Bruce Shapiro is the master of motion control. A former physician turned artist, Shapiro engineered the table-top Sisyphus Machine; a scientific display that illustrates controlled movements right before audiences’ eyes. As an artist, he combines several applications, such as robotics and computerized numerical control (CNC), to be used for kinetic artistic expression.
Shapiro explains that the Sisyphus Machine’s movements are inspired by the famous Greek myth. He says: “for the crime of cheating death, Sisyphus must push his boulder up the mountain only to have it roll back down each day. For all eternity.” Using polar coordinates to create patterns, the Sisyphus machines are xy-coordinate devices using magnets and motorized arms to move metal balls precisely over a garden of sand. Computer programs control the patterns carved through the plate, creating stunning patterns, intricate loops and swirls all a meditative speed.
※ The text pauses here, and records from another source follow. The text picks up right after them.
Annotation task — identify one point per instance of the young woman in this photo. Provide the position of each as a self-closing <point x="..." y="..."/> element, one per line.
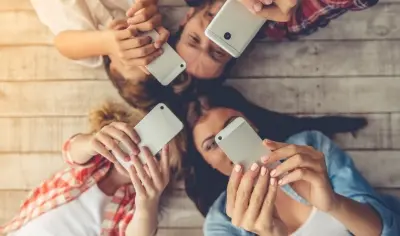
<point x="95" y="196"/>
<point x="321" y="194"/>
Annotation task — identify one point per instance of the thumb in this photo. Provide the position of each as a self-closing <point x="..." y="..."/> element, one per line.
<point x="272" y="145"/>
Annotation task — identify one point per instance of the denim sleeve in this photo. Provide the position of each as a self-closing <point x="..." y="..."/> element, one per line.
<point x="348" y="182"/>
<point x="217" y="223"/>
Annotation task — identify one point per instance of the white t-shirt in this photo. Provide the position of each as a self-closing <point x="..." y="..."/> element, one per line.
<point x="320" y="223"/>
<point x="62" y="15"/>
<point x="82" y="216"/>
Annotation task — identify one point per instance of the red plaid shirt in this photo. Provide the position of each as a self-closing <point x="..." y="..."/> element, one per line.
<point x="308" y="17"/>
<point x="68" y="185"/>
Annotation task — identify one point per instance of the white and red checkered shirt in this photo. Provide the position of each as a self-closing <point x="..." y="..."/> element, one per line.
<point x="68" y="185"/>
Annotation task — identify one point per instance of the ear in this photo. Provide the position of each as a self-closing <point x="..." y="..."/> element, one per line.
<point x="188" y="15"/>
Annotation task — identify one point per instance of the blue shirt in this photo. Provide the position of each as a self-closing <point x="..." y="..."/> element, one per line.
<point x="344" y="178"/>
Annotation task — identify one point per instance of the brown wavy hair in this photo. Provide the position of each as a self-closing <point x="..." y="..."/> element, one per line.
<point x="117" y="112"/>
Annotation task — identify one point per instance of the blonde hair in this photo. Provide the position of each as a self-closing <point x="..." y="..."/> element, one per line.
<point x="117" y="112"/>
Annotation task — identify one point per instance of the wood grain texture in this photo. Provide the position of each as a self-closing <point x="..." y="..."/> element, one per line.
<point x="378" y="22"/>
<point x="395" y="130"/>
<point x="321" y="58"/>
<point x="315" y="95"/>
<point x="42" y="63"/>
<point x="39" y="134"/>
<point x="29" y="170"/>
<point x="62" y="98"/>
<point x="46" y="134"/>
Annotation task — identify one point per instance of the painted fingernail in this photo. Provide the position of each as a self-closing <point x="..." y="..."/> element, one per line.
<point x="257" y="7"/>
<point x="264" y="159"/>
<point x="238" y="168"/>
<point x="254" y="167"/>
<point x="263" y="171"/>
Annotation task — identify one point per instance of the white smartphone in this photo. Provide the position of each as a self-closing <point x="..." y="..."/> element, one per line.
<point x="155" y="130"/>
<point x="167" y="66"/>
<point x="241" y="143"/>
<point x="234" y="27"/>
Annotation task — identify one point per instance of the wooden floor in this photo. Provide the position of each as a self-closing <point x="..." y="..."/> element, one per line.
<point x="350" y="68"/>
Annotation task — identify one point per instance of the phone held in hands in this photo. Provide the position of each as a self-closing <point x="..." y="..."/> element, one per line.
<point x="155" y="130"/>
<point x="234" y="27"/>
<point x="241" y="143"/>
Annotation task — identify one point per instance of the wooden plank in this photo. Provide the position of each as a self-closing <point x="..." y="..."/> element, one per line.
<point x="376" y="135"/>
<point x="180" y="231"/>
<point x="30" y="169"/>
<point x="318" y="95"/>
<point x="374" y="23"/>
<point x="48" y="64"/>
<point x="26" y="171"/>
<point x="43" y="134"/>
<point x="320" y="58"/>
<point x="179" y="213"/>
<point x="60" y="98"/>
<point x="46" y="134"/>
<point x="24" y="5"/>
<point x="395" y="130"/>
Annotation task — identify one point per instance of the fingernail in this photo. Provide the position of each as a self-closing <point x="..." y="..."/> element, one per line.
<point x="254" y="167"/>
<point x="257" y="7"/>
<point x="238" y="168"/>
<point x="264" y="159"/>
<point x="263" y="171"/>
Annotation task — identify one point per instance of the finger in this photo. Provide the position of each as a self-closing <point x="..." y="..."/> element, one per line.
<point x="252" y="5"/>
<point x="153" y="167"/>
<point x="297" y="161"/>
<point x="141" y="172"/>
<point x="147" y="72"/>
<point x="151" y="24"/>
<point x="302" y="174"/>
<point x="117" y="132"/>
<point x="164" y="162"/>
<point x="111" y="145"/>
<point x="137" y="184"/>
<point x="100" y="148"/>
<point x="258" y="195"/>
<point x="243" y="194"/>
<point x="144" y="61"/>
<point x="274" y="13"/>
<point x="126" y="33"/>
<point x="163" y="38"/>
<point x="286" y="6"/>
<point x="136" y="42"/>
<point x="232" y="188"/>
<point x="139" y="52"/>
<point x="118" y="24"/>
<point x="139" y="5"/>
<point x="143" y="15"/>
<point x="268" y="207"/>
<point x="285" y="152"/>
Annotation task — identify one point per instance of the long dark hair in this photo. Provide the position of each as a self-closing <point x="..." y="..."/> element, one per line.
<point x="203" y="183"/>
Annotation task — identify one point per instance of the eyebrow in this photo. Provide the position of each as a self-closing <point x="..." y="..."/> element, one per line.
<point x="227" y="122"/>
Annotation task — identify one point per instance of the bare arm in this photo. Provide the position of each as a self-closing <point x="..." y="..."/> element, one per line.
<point x="359" y="218"/>
<point x="80" y="44"/>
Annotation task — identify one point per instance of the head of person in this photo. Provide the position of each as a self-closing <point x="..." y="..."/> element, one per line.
<point x="119" y="112"/>
<point x="205" y="60"/>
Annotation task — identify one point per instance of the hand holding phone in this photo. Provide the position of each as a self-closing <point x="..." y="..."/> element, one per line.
<point x="241" y="143"/>
<point x="155" y="130"/>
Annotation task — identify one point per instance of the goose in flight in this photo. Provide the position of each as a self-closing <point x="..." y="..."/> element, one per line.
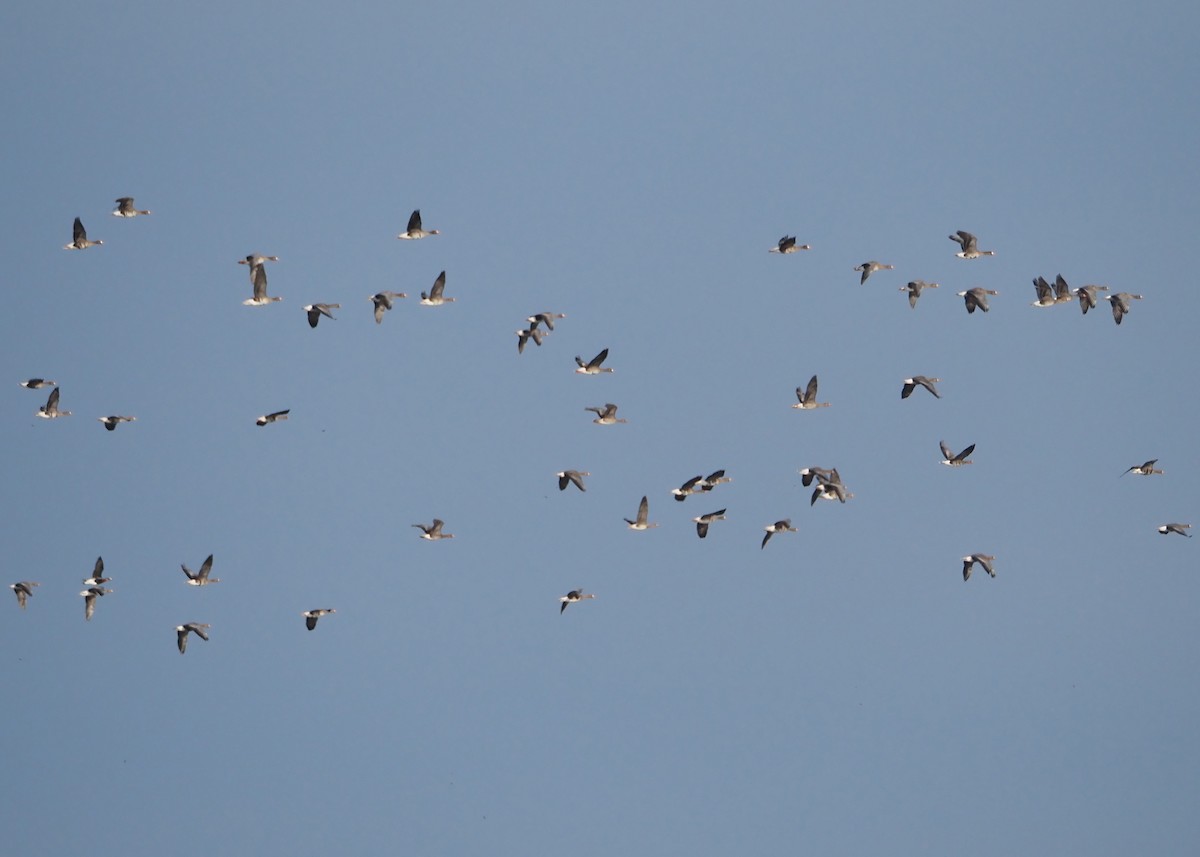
<point x="111" y="423"/>
<point x="1146" y="469"/>
<point x="606" y="415"/>
<point x="89" y="600"/>
<point x="869" y="268"/>
<point x="383" y="303"/>
<point x="911" y="384"/>
<point x="571" y="478"/>
<point x="267" y="419"/>
<point x="433" y="532"/>
<point x="202" y="576"/>
<point x="435" y="295"/>
<point x="571" y="598"/>
<point x="593" y="365"/>
<point x="97" y="574"/>
<point x="311" y="616"/>
<point x="643" y="510"/>
<point x="984" y="563"/>
<point x="951" y="460"/>
<point x="1120" y="303"/>
<point x="807" y="397"/>
<point x="977" y="298"/>
<point x="317" y="310"/>
<point x="125" y="208"/>
<point x="414" y="229"/>
<point x="79" y="238"/>
<point x="787" y="245"/>
<point x="970" y="246"/>
<point x="51" y="409"/>
<point x="702" y="521"/>
<point x="784" y="526"/>
<point x="24" y="591"/>
<point x="197" y="628"/>
<point x="258" y="279"/>
<point x="915" y="288"/>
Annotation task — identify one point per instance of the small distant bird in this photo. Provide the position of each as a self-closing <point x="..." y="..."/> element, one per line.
<point x="317" y="310"/>
<point x="24" y="591"/>
<point x="383" y="303"/>
<point x="1146" y="469"/>
<point x="970" y="246"/>
<point x="915" y="288"/>
<point x="1120" y="303"/>
<point x="97" y="574"/>
<point x="571" y="478"/>
<point x="267" y="419"/>
<point x="435" y="295"/>
<point x="952" y="460"/>
<point x="606" y="415"/>
<point x="125" y="208"/>
<point x="571" y="598"/>
<point x="1086" y="295"/>
<point x="258" y="279"/>
<point x="688" y="489"/>
<point x="79" y="240"/>
<point x="414" y="229"/>
<point x="807" y="397"/>
<point x="784" y="526"/>
<point x="197" y="628"/>
<point x="787" y="245"/>
<point x="984" y="563"/>
<point x="546" y="318"/>
<point x="51" y="409"/>
<point x="643" y="510"/>
<point x="89" y="599"/>
<point x="869" y="268"/>
<point x="433" y="532"/>
<point x="702" y="521"/>
<point x="202" y="576"/>
<point x="593" y="365"/>
<point x="311" y="616"/>
<point x="111" y="423"/>
<point x="529" y="334"/>
<point x="910" y="384"/>
<point x="977" y="298"/>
Shapiro’s artistic statement explains his methodology behind the Sisyphus Machine:
“I grew up enchanted by music, electronics, and making things. I pursued a career in medicine and spent several years as a practicing physician. My childhood interests in building were rekindled when I first brought home a 286 computer and discovered I could use it to control motors from discarded floppy drives.
My first attempt to share my “mastery” over this rapidly evolving industrial technology, was a fiasco: I assembled 10-20 family members, friends, and pets into my basement shop, and made them watch two stepper motors sitting on a table, faithfully rotating “flags” of tape stuck to their shafts.
EggBot (1990), my first art robot, was created out of necessity (to convince others I wasn’t completely losing my mind). Since then I have devoted myself to using motion control for making art and education tools.”
Several of the Sisyphus Machines are in permanent and travelling locations around the world, including Germany, Australia and Poland. Sisyphus III (created in 2003) was 10 feet in diameter and weighed nearly half a metric ton. Drawing from Computer Science, Physics and Engineering, Shapiro’s works are a staple in many science museums and even corporate offices and homes. He has even taken his work into classrooms to educate children and teenagers about the importance of motion control in their everyday lives as it shapes their worlds. The beauty and art of motion defines the Machine’s purpose as it visualizes movement in an aesthetically pleasing way and blurs the lines between science, technology and art.